I'm preparing to run again in the Fox Cities Marathon as part of a relay team. Silly me, volunteered to run the longest leg of the race. I've been running more this summer than I ever have before, trying for 15 miles or more a week.
I spent a few days of nap time this summer writing a seething response to this man. He's a medical journalist who gave a speech at TEDMED called "Pre-games, previvors, and pre-death: My TEDMED talk on what medicine can learn from Moneyball," He asserts that one of the many problems with our health care system is the overtreatment of certain diseases particularly pre-diseases. He used a number of examples, but focused heavily on the treatment of pre-cancer (what he felt was the best way to describe those at a higher risk due to genetic mutations.) He specifically pokes fun at the term "Previvior" that the organization Facing Our Risk of Cancer Empowered has coined (more on my opinions of that term in another post). Oransky believes that just because signs, symptoms, or tests show that you are likely to develop a disease, it doesn't mean you actually will. He even went so far as to crack a joke that the next reality show produced my Mark Brunett should be placing "Previvors" on an island and seeing who develops cancer. I am a person who often uses humor to help break the tension of tough situations, but I don't find that joke funny at all. I find it quite offensive. He didn't crack a joke about someone breaking a bone, he's talking about someone's life. Comparing acne to cancer is an insult to anyone who has had cancer or love and cared for someone with cancer. After sharing my opinions on his assertions, I asked him for a public apology. His apology hasn't come yet, I should just "let it go."

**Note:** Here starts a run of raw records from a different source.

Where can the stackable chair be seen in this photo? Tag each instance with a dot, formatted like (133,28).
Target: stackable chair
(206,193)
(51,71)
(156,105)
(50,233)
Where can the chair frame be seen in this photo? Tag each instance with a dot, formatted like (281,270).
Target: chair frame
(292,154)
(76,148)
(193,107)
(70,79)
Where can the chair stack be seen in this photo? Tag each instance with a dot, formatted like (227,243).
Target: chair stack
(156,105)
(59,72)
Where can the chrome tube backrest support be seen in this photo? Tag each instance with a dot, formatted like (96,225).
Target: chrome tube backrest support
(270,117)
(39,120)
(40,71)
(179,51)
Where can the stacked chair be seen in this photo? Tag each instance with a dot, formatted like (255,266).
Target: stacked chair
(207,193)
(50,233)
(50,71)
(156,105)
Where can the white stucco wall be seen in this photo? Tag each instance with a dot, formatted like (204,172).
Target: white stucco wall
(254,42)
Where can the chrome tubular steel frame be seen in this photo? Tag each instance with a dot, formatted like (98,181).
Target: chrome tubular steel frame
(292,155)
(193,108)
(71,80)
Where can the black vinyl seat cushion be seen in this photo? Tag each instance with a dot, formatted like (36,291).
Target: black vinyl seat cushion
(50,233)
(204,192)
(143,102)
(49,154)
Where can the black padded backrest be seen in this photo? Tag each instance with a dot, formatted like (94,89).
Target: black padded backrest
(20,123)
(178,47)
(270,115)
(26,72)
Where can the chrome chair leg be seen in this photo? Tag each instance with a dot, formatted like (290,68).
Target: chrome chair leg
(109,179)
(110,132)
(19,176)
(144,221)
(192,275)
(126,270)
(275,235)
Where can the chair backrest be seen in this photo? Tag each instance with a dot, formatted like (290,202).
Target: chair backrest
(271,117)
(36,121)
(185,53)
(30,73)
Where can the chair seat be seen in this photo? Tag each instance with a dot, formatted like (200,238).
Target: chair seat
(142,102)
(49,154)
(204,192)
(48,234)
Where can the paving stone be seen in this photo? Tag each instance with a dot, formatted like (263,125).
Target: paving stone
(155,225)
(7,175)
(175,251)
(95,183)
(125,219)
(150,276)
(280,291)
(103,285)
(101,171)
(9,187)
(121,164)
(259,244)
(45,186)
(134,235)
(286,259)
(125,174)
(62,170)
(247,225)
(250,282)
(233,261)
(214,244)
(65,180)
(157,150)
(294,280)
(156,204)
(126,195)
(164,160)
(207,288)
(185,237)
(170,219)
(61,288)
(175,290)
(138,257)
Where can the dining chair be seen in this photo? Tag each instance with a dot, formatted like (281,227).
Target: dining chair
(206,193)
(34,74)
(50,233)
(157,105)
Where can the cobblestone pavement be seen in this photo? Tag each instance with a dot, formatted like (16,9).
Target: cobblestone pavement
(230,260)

My uncle passed away last week after a short battle with pancreatic cancer. He was a great guy, loved by many (his obitutary took two columns to list all the family that survived him thanks to my dad's huge family). He was one of my dad's best friends throughout high school, who then married my dad's sister. Our families spent a lot of time together throughout my childhood. He had a great smile and laugh and a strength and calmness throughout the toughest times. After his initial diagnosis, he was expected to have more time, but it didn't quite work out that way. The time he had though, he was able to spend with his family living and loving each day. I was honored to be a part of celebrating his life this weekend and I will always remember that first line of my reading (thanks to the the Deacon and my brother telling me I nailed it), "The just man, though he die early, shall be at rest."